Алешка видел, как отец что-то стащил со стола, мама на него заворчала, он ее чмокнул в щеку и удалился в свой кабинет. «Значит, сейчас сядет на телефон, — подумал Алексей, — жить без своей конторы не может».
Алешка постоял немного в раздумье, поглядел по сторонам и пошел на хозяйственный двор. Павел Николаевич Орлов, или проще дядя Паша, муж Ольги Степановны и по совместительству второй консьерж дачи Корниловых, возле небольшой баньки рубил дрова.
Алешка подошел к нему, подобрал несколько отлетевших в сторону поленьев, положил их возле крыльца бани и присел на него. Дядя Паша вышел из бани, пристроился рядом, закурил папиросу и спросил:
— Париться будешь?
— Дядя Паша, ты же знаешь, что я не очень все это люблю.

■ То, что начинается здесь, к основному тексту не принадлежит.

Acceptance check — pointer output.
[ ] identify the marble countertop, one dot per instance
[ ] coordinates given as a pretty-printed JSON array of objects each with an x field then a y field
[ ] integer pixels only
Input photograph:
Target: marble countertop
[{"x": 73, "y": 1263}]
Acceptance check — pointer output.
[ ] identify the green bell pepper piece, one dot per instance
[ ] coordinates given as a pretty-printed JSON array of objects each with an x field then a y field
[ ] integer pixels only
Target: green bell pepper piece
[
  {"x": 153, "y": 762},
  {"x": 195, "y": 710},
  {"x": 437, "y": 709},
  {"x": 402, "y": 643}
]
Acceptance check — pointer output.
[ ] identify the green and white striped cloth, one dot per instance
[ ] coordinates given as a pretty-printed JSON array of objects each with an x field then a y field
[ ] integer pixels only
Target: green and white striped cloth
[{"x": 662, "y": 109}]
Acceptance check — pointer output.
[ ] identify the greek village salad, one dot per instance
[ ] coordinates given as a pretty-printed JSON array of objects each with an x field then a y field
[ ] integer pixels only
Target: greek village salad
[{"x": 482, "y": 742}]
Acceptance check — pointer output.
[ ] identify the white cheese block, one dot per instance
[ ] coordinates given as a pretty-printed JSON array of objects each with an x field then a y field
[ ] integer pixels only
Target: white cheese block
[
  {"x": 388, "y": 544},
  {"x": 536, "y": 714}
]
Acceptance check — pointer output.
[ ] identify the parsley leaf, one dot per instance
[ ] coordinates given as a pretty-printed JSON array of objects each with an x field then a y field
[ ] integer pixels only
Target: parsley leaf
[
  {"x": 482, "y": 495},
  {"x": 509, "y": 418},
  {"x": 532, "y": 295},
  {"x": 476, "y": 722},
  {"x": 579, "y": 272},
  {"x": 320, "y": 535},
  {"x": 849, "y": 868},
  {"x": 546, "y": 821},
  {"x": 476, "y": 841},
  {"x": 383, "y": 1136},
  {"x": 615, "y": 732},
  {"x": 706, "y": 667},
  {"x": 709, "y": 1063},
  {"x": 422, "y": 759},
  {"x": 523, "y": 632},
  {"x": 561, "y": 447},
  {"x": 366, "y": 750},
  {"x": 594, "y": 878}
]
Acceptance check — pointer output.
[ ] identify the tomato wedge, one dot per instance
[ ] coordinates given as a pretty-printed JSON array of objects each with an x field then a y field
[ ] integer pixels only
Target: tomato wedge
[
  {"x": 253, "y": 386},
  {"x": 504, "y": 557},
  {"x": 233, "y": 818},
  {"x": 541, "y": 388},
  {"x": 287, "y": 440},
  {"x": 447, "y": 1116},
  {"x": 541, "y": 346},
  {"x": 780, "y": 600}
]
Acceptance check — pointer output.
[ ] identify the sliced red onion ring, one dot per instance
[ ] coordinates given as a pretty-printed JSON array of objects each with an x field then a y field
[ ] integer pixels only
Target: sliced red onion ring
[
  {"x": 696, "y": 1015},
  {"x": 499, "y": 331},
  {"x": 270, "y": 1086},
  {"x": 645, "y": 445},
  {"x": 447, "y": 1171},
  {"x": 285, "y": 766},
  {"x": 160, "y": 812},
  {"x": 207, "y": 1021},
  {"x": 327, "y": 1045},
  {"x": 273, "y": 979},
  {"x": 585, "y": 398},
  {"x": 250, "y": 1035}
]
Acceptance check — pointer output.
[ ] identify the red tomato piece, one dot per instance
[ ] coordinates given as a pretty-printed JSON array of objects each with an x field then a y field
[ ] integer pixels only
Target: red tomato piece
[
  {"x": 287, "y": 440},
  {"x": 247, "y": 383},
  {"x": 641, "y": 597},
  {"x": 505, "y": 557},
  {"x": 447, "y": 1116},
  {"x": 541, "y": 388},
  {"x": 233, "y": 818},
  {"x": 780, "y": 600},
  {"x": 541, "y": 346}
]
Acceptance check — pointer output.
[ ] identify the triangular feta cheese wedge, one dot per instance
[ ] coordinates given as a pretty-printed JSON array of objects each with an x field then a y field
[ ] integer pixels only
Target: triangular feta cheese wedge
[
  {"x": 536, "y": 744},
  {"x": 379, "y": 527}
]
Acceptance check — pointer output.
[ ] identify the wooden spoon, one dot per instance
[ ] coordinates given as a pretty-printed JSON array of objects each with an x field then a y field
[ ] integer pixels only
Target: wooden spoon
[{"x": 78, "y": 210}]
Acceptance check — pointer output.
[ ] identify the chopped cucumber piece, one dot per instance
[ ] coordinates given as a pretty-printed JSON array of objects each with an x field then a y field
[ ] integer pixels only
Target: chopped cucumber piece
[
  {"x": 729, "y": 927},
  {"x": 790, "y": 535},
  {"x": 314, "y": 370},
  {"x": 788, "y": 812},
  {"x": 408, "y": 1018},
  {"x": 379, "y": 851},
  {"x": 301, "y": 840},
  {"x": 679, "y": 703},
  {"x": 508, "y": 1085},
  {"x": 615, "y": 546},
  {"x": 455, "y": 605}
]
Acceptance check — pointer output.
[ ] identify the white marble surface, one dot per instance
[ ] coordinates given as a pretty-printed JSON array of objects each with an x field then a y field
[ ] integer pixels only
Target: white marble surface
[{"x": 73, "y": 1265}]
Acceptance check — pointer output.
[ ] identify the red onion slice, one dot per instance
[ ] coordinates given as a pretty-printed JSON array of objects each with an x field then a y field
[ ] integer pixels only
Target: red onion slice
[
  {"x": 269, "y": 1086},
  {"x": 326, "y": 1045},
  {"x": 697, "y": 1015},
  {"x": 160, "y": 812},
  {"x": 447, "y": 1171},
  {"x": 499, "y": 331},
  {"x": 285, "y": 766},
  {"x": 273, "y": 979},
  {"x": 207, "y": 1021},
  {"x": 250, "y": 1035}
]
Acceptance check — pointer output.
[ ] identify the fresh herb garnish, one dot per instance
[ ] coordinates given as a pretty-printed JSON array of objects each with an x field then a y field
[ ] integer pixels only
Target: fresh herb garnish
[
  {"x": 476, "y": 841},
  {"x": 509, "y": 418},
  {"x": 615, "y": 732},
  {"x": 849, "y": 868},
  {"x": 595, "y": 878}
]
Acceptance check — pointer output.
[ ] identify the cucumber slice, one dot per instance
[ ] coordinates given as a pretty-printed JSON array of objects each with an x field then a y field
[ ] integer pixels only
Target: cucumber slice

— Не в отца, видать. Он у тебя любитель «легкого пара». Мне Ольга как сказала, что он вечером приедет, я сразу и затопил. Сейчас уже готова, вытопилась. Тепло и неугарно. Я и веничек дубовый запарил, и кваску в холодную воду поставил.
— Павел Николаевич, а как вы с Ольгой Степановной здесь оказались? Вы здесь давно живете? — неожиданно переменил тему разговора Алексей.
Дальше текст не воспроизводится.